I was even more enraged at Filene’s blackface that ironically made his smirk even more pronounced and cruel. Throwing salt in the wounds of an entire race appeared to be the goal of both culprits, (which they achieved) but I immediately thought of Sybrina Fulton, who didn’t bury her baby to become someone’s Halloween costume.
So many people shook their heads in disbelief, posting the photo all over social media, calling out their blatant disregard of an entire culture’s perpetual pain. But it’s simply not okay to shrug your shoulders and umbrella these actions under ignorance.
We go through this every Halloween.
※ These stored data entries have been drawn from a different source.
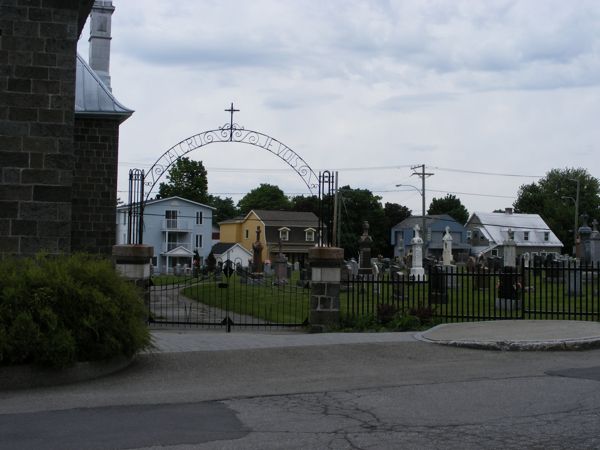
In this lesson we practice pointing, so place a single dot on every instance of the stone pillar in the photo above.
(133, 263)
(417, 272)
(326, 268)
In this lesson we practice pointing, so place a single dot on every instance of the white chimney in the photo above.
(99, 59)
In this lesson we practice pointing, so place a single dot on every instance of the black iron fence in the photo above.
(562, 291)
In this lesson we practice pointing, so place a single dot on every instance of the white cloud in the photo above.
(494, 86)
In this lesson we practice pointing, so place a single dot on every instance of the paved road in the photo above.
(405, 394)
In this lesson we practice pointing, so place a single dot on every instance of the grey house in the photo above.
(488, 232)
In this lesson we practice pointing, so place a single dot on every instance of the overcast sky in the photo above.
(488, 94)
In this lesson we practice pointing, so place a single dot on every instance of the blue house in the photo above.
(176, 228)
(435, 228)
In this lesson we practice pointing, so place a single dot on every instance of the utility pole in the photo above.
(423, 175)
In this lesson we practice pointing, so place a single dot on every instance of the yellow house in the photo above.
(242, 230)
(294, 231)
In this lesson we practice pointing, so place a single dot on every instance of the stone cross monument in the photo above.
(417, 272)
(447, 251)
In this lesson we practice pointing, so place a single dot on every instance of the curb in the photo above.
(507, 345)
(23, 377)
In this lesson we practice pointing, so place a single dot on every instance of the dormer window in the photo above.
(309, 234)
(284, 234)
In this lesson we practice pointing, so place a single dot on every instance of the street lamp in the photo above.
(422, 193)
(576, 202)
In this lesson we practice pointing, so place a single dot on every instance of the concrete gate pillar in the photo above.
(133, 263)
(326, 268)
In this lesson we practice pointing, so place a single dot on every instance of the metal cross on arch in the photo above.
(230, 132)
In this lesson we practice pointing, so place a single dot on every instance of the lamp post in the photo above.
(575, 222)
(422, 193)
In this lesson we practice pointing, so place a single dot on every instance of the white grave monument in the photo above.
(417, 272)
(447, 251)
(510, 250)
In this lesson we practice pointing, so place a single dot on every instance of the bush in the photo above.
(55, 311)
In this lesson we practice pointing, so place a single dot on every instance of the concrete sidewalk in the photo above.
(494, 335)
(517, 335)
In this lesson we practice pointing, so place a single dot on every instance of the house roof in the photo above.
(411, 221)
(179, 251)
(286, 218)
(93, 98)
(222, 247)
(495, 228)
(159, 200)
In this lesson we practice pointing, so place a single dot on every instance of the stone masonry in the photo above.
(38, 41)
(94, 181)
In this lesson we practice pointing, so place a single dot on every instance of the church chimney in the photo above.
(99, 59)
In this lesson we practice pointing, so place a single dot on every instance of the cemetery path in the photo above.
(169, 305)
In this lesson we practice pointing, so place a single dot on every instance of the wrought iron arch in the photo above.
(231, 132)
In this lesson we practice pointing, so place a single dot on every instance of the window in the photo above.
(171, 217)
(309, 235)
(284, 234)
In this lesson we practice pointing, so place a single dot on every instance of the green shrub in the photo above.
(55, 311)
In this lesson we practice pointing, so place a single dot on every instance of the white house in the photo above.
(176, 228)
(487, 233)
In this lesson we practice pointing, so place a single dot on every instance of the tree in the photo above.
(225, 208)
(357, 206)
(554, 196)
(186, 179)
(266, 196)
(303, 203)
(451, 205)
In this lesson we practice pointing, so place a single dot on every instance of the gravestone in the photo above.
(417, 272)
(447, 260)
(364, 249)
(438, 285)
(510, 250)
(509, 290)
(447, 248)
(526, 260)
(595, 243)
(585, 233)
(281, 267)
(353, 267)
(257, 247)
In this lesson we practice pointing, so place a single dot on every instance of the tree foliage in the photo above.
(451, 205)
(186, 179)
(266, 196)
(226, 209)
(357, 206)
(554, 196)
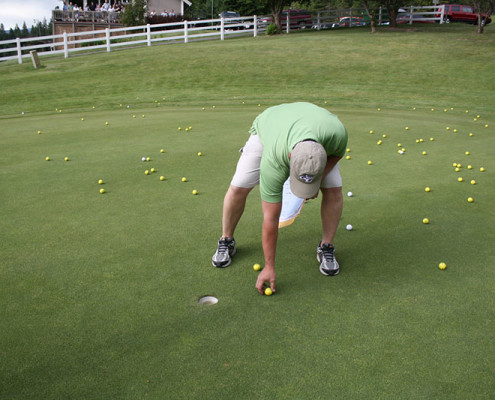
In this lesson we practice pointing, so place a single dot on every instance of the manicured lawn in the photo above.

Why don’t people understand that dressing up in black face is offensive!? It’s 2013! People consult Google more than they do God, so why is it that some people seem to still not have a clue?
I am Black girl from Queens and I know that I can dress up like Marilyn Monroe or Disney’s Cinderella and everyone would get it. None of those “costumes” require me to disrespect or offend anyone. White face isn’t needed when I want to dress up like a White woman.
The twerking goddess Miley Cyrus completely channeled Lil’ Kim from the 1999 MTV VMAs with her costume, and funny woman Ellen DeGeneres totally nailed her Nicki Minaj costume. None of these White women sported any sort of blackface, yet everyone understood they were both dressed up as African-American women.
Julianne Hough said she meant no disrespect when dressing up as “Orange Is The New Black” actress Uzo Aduba, but after the fifth application of bronzer, Julianne…girl. Seems like you would have thought twice!
Then it dawned on me, the reason why people don’t know about blackface or its history is because they don’t want to know. I feel like White people can live in this world and choose not to know or learn about other cultures, but their own. But what they don’t seem to understand is that they don’t live in a world by themselves. People of color are now supreme court justices, presidents, media moguls and taste makers. It’s high time White people start caring about a culture that is richer than Warren Buffet.
Whenever incidences such as this arise, the first thing people of color try to do is make the “racist” apologize and feel guilty. But for what? Those apologies are empty, a la Paula Deen. They’re only delivered to save face. We need to stop trying to cure people of their racism. I’d rather Black people know that racism is still alive, but now they’re just not concealing it. Word to Kanye.